GRANTS PASS, Ore. - Dutch Bros Inc. (NYSE: NYSE:BROS) delivered a robust first quarter, significantly surpassing analyst expectations with an earnings per share (EPS) of $0.09, a $0.07 improvement over the estimated $0.02. The company's revenue also exceeded forecasts, reaching $275.1 million against a consensus estimate of $255.68 million, marking a notable 39% increase YoY.
The quick-service beverage brand's impressive performance is reflected in its stock price, which surged 9% following the announcement, signaling investor confidence bolstered by both earnings and revenue beats.
CEO Christine Barone highlighted the quarter's success, attributing it to a combination of ticket expansion and traffic growth, with system same shop sales climbing by 10%. "Given this strong start to 2024, and despite a continued volatile economic backdrop for the consumer, we are comfortable raising our guidance for the year," Barone stated.

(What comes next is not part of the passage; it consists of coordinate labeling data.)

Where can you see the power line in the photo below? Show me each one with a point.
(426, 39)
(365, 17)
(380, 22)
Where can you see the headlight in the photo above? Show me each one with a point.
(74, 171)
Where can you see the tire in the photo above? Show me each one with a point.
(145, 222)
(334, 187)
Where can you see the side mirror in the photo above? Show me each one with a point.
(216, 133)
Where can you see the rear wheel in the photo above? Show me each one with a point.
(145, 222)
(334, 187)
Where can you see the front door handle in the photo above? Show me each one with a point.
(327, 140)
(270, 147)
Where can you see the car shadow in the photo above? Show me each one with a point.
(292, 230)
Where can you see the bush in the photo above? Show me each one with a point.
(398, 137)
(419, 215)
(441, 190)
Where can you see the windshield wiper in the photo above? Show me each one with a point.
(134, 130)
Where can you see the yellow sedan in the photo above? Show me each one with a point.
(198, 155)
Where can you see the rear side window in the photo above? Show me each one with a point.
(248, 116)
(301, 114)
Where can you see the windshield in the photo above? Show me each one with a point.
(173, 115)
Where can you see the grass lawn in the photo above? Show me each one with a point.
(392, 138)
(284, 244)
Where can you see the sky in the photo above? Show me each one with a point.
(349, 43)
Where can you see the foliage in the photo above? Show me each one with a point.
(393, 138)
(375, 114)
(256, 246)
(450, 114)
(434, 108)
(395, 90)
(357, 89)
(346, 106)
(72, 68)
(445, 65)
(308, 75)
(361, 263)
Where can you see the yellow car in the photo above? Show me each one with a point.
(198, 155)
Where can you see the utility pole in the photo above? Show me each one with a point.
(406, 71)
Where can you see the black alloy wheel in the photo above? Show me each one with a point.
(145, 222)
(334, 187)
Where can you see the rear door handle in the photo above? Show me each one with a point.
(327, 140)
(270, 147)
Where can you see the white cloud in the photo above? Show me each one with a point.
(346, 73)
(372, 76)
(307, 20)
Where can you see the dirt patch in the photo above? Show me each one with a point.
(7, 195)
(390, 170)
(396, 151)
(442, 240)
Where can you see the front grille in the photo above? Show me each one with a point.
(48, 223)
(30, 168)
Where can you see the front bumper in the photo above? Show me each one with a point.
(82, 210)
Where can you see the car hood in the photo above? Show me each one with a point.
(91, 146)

The raised outlook for FY2024 now anticipates total revenues between $1.20 billion and $1.215 billion, edging above the prior range of $1.190 billion to $1.205 billion and aligning with analyst consensus around $1.2 billion. The midpoint of the updated revenue guidance range ($1.2075 billion) slightly exceeds consensus estimates.
Adjusted EBITDA expectations have also been uplifted to fall between $195 million and $205 million from an earlier forecast of $185 million to $195 million.
Dutch Bros' strategic moves in Q1 included a record number of new shop openings tied at 45 and system average unit volumes (AUVs) expanding to an unprecedented high of $2.0 million.
Barone expressed gratitude towards customers and optimism about Dutch Bros' trajectory: "We believe our success is due in part to the plans we began setting in motion last year, underscored by two strong new product launches in Q1."